Ini Alasan Tiket Pesawat Masih Mahal Meski INACA Sudah Sepakat Turunkan Tarif Sejak Januari
Nasional

Banyak bandara dikabarkan sepi penumpang, maskapai Lion Air turut buka suara terkait turunnya minat penggunaan transportasi udara.

WowKeren - Belakangan banyak dikabarkan beberapa bandara di Indonesia mengalami penurunan jumlah pengunjung. Sepinya penumpang transportasi udara disebut lantaran mahalnya tiket pesawat.

Masyarakat banyak mengeluhkan mengenai mahalnya tarif beberapa rute penerbangan domestik ini. Padahal, Indonesia National Air Carriers Association (INACA) mengaku telah sepakat menurunkan harga tiket pesawat. INACA menegaskan bahwa maskpai yang sudah tergabung dengan meraka sudah menurunkan harga sejak 11 Januari 2019 lalu.

Penjelasan diberikan oleh Ketua INACA Ari Askhara, seperti dilansir TribunNews pada Selasa (12/2). "Seluruh anggota INACA, serta seluruh jajaran terkait pemangku kepentingan layanan penerbangan nasional seperti pengelola bandara, badan navigasi, hingga pemangku kepentingan lainnya telah melaksanakan pembahasan intensif terkait penurunan struktur biaya pendukung layanan kebandara udara dan navigasi agar dapat selaras dengan mekanisme pasar industri penerbangan dan daya beli masyarakat."


Di sisi lain, maskapai penerbangan Lion Air turut buka suara menanggapi hal ini. Menurut mereka, harga tiket pesawat yang dijual masih dalam batas wajar dan sesuai dengan ketentuan INACA. "Untuk harga tiket yang kami jual, masih sesuai koridor di bawah tarif batas atas," ujar Corporate Communications Strategic of Lion Air, Danang Mandala Prihantoro.

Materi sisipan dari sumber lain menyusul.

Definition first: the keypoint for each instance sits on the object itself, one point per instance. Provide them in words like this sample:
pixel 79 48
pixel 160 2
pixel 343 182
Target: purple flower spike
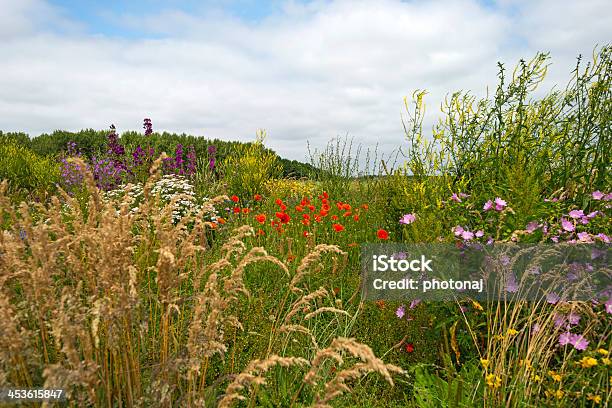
pixel 148 127
pixel 500 204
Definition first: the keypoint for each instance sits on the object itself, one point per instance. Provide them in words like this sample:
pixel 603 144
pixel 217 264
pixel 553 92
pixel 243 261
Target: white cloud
pixel 305 73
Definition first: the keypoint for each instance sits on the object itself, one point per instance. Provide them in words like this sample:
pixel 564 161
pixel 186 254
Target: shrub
pixel 248 168
pixel 27 172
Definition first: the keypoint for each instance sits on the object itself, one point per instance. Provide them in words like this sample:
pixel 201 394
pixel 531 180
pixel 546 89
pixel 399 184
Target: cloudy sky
pixel 304 71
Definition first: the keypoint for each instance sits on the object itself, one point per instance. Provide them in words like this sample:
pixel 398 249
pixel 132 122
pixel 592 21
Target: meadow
pixel 148 269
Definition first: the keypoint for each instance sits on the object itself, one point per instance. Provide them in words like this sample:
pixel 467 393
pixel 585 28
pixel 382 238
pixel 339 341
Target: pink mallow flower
pixel 573 319
pixel 603 237
pixel 500 204
pixel 579 342
pixel 455 198
pixel 565 338
pixel 584 237
pixel 467 235
pixel 407 219
pixel 575 214
pixel 400 312
pixel 567 225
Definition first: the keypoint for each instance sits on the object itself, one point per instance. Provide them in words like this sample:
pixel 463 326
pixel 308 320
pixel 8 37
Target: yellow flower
pixel 555 376
pixel 493 381
pixel 588 362
pixel 595 398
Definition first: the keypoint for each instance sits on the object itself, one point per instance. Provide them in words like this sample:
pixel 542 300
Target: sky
pixel 305 71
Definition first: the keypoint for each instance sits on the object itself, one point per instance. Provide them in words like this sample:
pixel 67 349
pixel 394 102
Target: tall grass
pixel 134 309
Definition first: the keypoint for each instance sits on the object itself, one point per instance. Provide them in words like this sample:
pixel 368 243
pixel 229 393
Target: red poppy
pixel 382 234
pixel 283 217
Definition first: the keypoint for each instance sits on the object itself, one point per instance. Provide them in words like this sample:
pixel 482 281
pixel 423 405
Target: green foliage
pixel 26 171
pixel 246 171
pixel 510 145
pixel 15 137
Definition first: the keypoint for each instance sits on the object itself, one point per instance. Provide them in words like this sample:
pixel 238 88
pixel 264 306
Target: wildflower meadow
pixel 155 269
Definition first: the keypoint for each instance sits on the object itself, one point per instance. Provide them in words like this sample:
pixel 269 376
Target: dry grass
pixel 116 306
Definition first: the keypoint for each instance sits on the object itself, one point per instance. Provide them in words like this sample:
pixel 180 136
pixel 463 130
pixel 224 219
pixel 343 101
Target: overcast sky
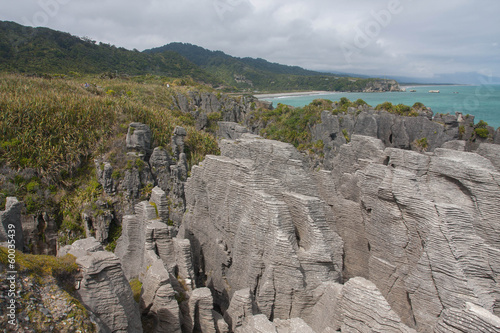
pixel 418 38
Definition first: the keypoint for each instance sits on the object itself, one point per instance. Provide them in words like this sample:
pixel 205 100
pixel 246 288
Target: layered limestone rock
pixel 11 229
pixel 145 236
pixel 81 248
pixel 158 299
pixel 106 292
pixel 427 229
pixel 201 311
pixel 139 138
pixel 231 109
pixel 364 309
pixel 414 234
pixel 230 130
pixel 394 130
pixel 255 221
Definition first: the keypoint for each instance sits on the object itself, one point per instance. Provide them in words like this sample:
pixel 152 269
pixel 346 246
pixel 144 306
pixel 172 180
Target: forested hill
pixel 206 58
pixel 262 75
pixel 42 50
pixel 46 51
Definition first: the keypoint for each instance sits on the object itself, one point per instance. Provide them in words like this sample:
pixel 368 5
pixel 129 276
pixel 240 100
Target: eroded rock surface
pixel 415 234
pixel 255 221
pixel 11 229
pixel 106 292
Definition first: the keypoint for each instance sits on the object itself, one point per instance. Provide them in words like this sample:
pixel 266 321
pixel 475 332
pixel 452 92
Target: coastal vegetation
pixel 53 127
pixel 293 124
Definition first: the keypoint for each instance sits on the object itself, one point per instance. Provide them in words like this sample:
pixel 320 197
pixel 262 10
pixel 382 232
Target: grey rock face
pixel 178 141
pixel 471 318
pixel 241 307
pixel 415 234
pixel 106 292
pixel 81 248
pixel 130 247
pixel 159 198
pixel 40 233
pixel 230 130
pixel 254 218
pixel 394 130
pixel 11 229
pixel 200 310
pixel 160 163
pixel 145 237
pixel 139 138
pixel 491 152
pixel 364 309
pixel 97 221
pixel 104 172
pixel 158 299
pixel 413 209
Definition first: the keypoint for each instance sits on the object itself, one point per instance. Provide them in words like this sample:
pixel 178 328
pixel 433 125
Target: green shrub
pixel 482 132
pixel 422 144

Lebih lanjut, Kementerian Perhubungan memberikan penjelasan mengenai alasan tiket pesawat masih mahal kendati INACA sudah sepakat menurunkan tarif. Salah satu alasannya lantaran adanya siklus tahunan yang terjadi. Saat ini, tengah terjadi fase sepi penumpang alias low season. Oleh karena itulah banyak maskapai memaksimalkan tarif tiket mereka, namun masih berada di tarif batas.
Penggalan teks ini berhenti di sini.